Insider trading: Fei Yu pleaded guilty to one charge of insider trading with a second to be considered at sentencing. He purchased shares and contracts for difference in Veda Advantage Ltd in January 2007 while in possession of information about a proposed take over of the firm by Pacific Equity Partners. The information was acquired from a close friend who was an executive in the corporate finance advisory division of Caliburn Partnership, an adviser to Veda. The trades were placed through his mother’s account and that of an associate. Mr. Yu invested about $35,000 and had profits of $20,000. Sentencing will be on 21 July 2016.

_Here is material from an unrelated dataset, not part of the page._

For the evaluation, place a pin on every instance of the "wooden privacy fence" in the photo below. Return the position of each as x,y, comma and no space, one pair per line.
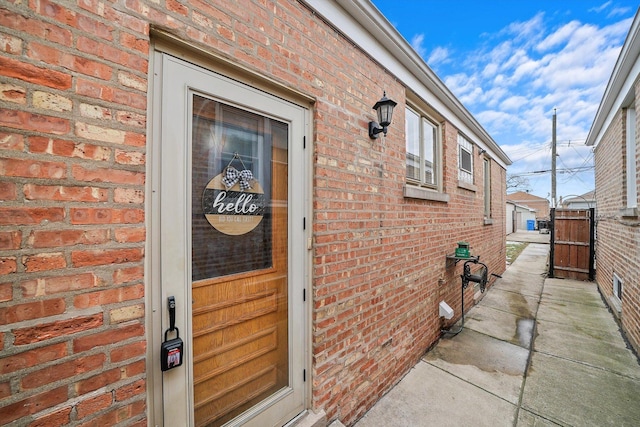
572,244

Client funds: The Securities and Futures Commission fined Uniccorn Securities Co. and its former responsible officer, Chan Hoi Shu, respectively, $3 million and $200,000. Mr. Chan was also suspended for a period of 15 months. The SFC found that the firm and Mr. Shu repeatedly failed to follow client directives with respect to the payment of dividends and that funds had been taken from client accounts without the proper authorization, a fact that also illustrated the lack of appropriate procedures.
Insider dealing: Damian Clarke, a former equities trader at Schroders Investment Management Limited, pleaded guilty to a total of nine counts of insider dealing. He obtained the information through his position as an equity trader at the firm. Overall he had trading profits of £155,161,98. Sentencing will be held 13 June 2016.